La crise résulte d'une tempête parfaite qui a fait des trieurs de textiles de l'UE les victimes de dynamiques de marché qu'ils ne peuvent pas contrôler.

Des géants européens tels qu'Inditex et H&M, aux côtés de géants de la mode éphémère comme les entreprises chinoises Shein et Temu, ont inondé le marché de vêtements bon marché conçus pour être portés brièvement puis jetés.La course à la baisse des prix a un coût: la qualité. Pour maintenir des prix toujours plus bas, ces marques se sont tournées vers des matières synthétiques moins chères et de moindre qualité, comme le polyester.

Contrairement aux tissus durables comme le coton ou lalaine, plus répandus au cours des dernières décennies, les matières synthétiques se dégradent rapidement: elles se déforment, se déchirent facilement et s'abîment après quelques lavages.

"Les vêtements de mauvaise qualité produits en excès ne sont pas assez résistants pour être réutilisés ou recyclés", explique Urška Trunk, de la Changing Markets Foundation.

Parallèlement, ces prix bas ont fragilisé les marchés d'exportation traditionnels. Des pays Africains comme le Ghana, le Kenya et l'Ouganda constituaient autrefois des débouchés fiables pour les textiles usagés européens.

En 2019, environ 46% des vêtements usagés exportés étaient destinés à l'Afrique. En 2023, ce chiffre était tombé à 43,2%.

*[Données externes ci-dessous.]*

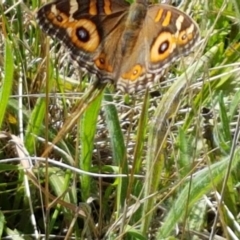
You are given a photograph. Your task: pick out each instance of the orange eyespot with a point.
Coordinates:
(162, 47)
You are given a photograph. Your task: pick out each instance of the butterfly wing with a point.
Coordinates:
(165, 36)
(83, 26)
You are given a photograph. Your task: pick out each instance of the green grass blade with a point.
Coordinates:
(6, 88)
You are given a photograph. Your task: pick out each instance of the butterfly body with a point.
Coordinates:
(129, 45)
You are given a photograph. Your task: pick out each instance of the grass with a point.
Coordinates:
(79, 162)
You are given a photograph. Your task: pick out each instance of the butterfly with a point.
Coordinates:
(129, 45)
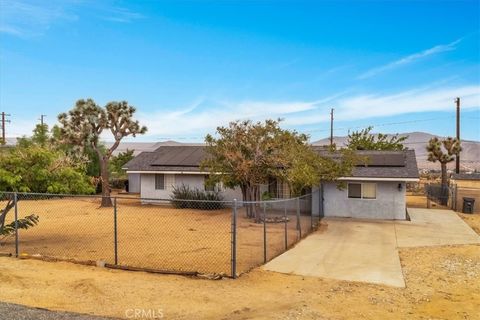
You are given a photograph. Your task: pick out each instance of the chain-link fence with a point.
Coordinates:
(441, 195)
(162, 235)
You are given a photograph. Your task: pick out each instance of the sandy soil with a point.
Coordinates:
(442, 283)
(473, 220)
(149, 236)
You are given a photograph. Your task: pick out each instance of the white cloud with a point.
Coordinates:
(410, 59)
(122, 15)
(203, 116)
(26, 18)
(197, 122)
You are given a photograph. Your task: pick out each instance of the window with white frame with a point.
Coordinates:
(159, 181)
(365, 190)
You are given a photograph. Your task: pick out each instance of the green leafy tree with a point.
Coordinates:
(443, 151)
(247, 154)
(35, 168)
(84, 124)
(364, 140)
(117, 162)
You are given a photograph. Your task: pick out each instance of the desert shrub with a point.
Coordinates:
(118, 183)
(193, 198)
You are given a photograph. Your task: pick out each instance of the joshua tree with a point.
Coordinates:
(84, 124)
(443, 151)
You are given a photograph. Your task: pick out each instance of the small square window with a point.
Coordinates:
(160, 181)
(209, 185)
(369, 190)
(355, 190)
(362, 190)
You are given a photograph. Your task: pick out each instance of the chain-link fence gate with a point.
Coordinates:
(160, 235)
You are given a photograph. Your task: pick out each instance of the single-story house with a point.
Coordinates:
(376, 190)
(467, 185)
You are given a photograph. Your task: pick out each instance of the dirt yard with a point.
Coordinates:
(473, 220)
(442, 283)
(149, 236)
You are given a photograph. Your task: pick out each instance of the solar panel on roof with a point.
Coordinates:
(179, 156)
(386, 160)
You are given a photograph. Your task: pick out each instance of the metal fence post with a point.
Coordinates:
(15, 200)
(115, 230)
(311, 213)
(299, 227)
(234, 239)
(264, 232)
(286, 225)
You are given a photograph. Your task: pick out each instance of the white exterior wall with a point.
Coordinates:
(192, 180)
(134, 182)
(390, 203)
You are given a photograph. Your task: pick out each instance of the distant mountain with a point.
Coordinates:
(469, 158)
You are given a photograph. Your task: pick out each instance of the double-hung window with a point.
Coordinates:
(366, 190)
(160, 181)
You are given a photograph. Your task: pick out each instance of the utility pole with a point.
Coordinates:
(4, 120)
(331, 127)
(457, 163)
(42, 116)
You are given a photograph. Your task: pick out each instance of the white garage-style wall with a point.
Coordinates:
(195, 181)
(390, 202)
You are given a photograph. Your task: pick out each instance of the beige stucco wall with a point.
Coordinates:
(147, 189)
(390, 202)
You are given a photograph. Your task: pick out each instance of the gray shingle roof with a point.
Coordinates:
(466, 176)
(187, 158)
(381, 164)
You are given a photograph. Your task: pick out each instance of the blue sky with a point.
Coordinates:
(189, 66)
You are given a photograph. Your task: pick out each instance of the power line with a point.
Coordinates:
(382, 124)
(3, 121)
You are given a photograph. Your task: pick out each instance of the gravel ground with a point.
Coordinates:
(17, 312)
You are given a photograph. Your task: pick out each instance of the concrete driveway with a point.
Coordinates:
(366, 250)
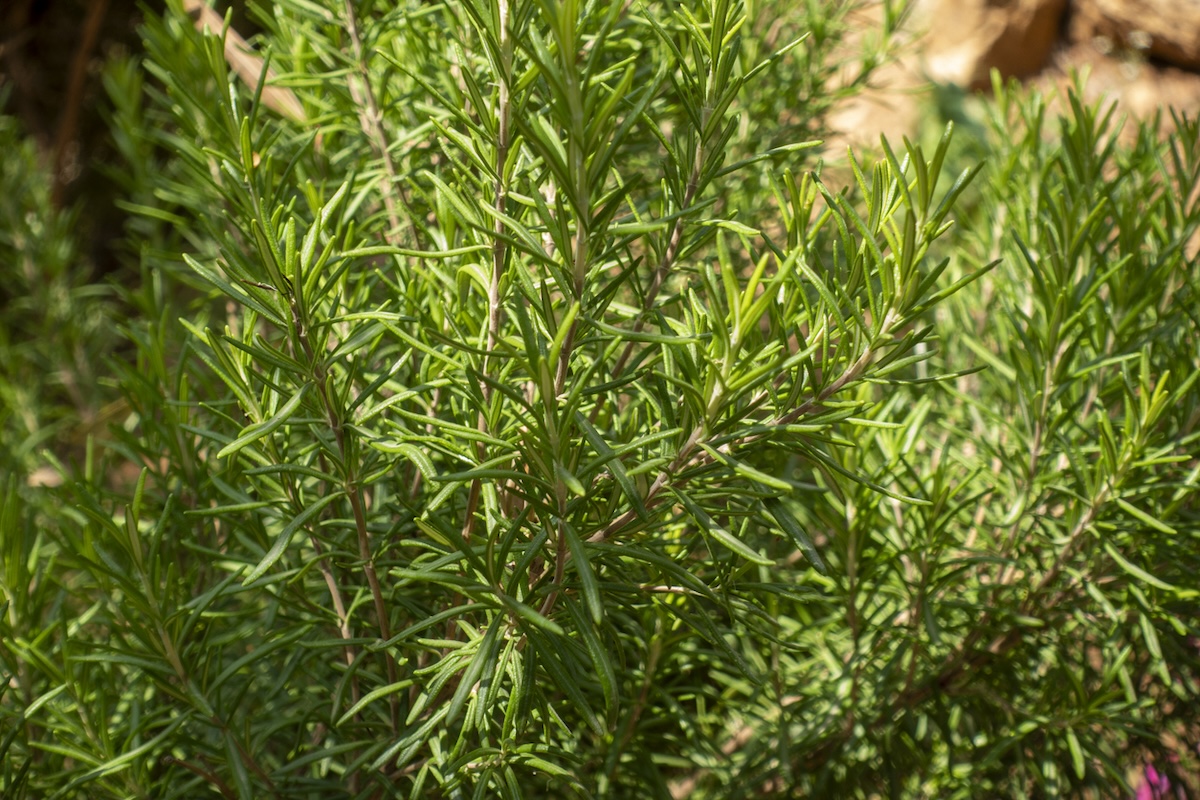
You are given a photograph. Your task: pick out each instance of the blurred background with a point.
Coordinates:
(1143, 53)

"Les marques de mode “Ultra Fast Fashion” vendent des vêtements neufs à des prix si bas qu'elles concurrencent directement les vêtements européens d'occasion sur les marchés africains", explique Kristof Bogaert, de Denuo, la fédération belge pour le recyclage et la gestion des déchets.

Le décalage entre les volumes collectés et la demande du marché a créé un cauchemar logistique. Les entrepôts débordent de stocks invendables. Tout le monde, du plus petit producteur au plus grand, est confronté aux mêmes problèmes.

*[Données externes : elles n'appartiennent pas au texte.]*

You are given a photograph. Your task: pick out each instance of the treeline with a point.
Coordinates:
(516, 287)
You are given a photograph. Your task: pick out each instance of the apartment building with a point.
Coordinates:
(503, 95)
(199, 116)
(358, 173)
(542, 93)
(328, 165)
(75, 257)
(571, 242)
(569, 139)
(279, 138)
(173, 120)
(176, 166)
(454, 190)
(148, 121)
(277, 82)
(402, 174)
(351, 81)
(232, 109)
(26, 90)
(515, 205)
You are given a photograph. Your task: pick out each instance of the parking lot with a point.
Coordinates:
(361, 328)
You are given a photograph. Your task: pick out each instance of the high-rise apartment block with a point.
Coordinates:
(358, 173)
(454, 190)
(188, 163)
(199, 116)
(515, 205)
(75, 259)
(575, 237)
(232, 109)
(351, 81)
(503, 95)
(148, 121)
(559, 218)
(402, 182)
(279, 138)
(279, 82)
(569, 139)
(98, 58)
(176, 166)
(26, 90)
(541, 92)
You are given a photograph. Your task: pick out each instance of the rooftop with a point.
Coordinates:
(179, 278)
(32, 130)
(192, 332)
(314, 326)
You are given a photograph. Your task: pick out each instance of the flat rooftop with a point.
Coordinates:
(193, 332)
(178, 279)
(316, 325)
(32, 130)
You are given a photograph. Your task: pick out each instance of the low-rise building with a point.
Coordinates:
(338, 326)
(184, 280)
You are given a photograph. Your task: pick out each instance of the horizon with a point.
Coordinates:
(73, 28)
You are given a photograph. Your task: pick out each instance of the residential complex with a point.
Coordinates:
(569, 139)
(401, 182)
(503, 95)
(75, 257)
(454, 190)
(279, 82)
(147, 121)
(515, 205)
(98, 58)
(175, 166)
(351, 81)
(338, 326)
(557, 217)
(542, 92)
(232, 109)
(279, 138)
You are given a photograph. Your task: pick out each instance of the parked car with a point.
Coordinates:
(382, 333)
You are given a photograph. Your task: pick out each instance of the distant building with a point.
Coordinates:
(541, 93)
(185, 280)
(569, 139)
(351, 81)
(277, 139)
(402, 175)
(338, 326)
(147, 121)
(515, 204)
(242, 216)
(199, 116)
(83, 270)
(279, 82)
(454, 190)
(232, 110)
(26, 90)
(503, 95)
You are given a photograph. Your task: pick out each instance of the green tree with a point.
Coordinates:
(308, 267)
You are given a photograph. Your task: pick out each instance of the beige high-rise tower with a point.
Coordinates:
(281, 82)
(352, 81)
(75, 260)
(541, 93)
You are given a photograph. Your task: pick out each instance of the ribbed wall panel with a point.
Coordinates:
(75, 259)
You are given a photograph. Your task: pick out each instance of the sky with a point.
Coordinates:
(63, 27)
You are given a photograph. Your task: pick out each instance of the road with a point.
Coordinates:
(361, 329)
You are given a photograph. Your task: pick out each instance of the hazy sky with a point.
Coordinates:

"À l'heure actuelle, l'objectif est de survivre dans le secteur", explique Zoltan Gundisch, de l'association roumaine Aretex, qui promeut l'innovation et la durabilité dans les pratiques de réutilisation et de recyclage. "Les secteurs de la collecte et du tri sont gravement touchés, avec des prix en baisse de plus de 50%. Dans certains cas, les coûts sont même devenus négatifs".

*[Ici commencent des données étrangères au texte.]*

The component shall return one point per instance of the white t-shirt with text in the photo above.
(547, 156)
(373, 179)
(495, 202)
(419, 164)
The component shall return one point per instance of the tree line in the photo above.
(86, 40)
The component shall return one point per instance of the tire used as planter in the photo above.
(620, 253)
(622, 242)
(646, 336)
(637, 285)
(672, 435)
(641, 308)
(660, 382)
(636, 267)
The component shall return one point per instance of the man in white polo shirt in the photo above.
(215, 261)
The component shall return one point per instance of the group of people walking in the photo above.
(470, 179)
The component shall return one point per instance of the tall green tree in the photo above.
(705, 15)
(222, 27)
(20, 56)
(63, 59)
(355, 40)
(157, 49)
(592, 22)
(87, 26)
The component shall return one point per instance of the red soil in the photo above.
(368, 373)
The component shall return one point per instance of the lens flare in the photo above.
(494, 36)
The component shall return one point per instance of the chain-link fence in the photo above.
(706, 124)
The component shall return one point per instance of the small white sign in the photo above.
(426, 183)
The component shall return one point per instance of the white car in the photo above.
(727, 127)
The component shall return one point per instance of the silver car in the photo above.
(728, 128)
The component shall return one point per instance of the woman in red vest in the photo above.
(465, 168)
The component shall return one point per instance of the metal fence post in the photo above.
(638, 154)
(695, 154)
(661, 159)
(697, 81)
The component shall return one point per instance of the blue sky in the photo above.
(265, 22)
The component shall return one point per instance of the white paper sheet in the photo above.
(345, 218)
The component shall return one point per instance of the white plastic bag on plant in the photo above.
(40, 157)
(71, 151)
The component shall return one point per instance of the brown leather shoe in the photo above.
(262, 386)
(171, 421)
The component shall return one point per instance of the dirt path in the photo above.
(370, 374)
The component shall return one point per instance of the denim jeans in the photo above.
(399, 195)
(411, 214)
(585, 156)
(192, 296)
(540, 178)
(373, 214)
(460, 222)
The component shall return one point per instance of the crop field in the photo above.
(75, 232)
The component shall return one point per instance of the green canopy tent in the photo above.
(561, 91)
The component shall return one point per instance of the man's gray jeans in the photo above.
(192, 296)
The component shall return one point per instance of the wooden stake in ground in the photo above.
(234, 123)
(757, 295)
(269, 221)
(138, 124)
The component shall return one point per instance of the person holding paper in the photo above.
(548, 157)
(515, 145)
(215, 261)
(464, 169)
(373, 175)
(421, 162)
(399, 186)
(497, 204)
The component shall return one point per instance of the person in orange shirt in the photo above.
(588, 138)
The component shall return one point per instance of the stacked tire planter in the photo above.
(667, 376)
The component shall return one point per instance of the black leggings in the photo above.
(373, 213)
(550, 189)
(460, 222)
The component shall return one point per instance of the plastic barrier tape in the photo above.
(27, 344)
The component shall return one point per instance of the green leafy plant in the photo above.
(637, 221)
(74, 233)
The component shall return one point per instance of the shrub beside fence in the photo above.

Gundisch explique que le coût minimum de la collecte des déchets textiles en Roumanie est d'environ 20 à 22 centimes par kilogramme et, en Allemagne, légèrement supérieur, à 27-28 centimes. Pour mettre cela en perspective, pour deux tonnes de vêtements, un collecteur roumain gagnerait environ 400 à 440 euros, tandis qu'un collecteur allemand gagnerait environ 540 à 560 euros.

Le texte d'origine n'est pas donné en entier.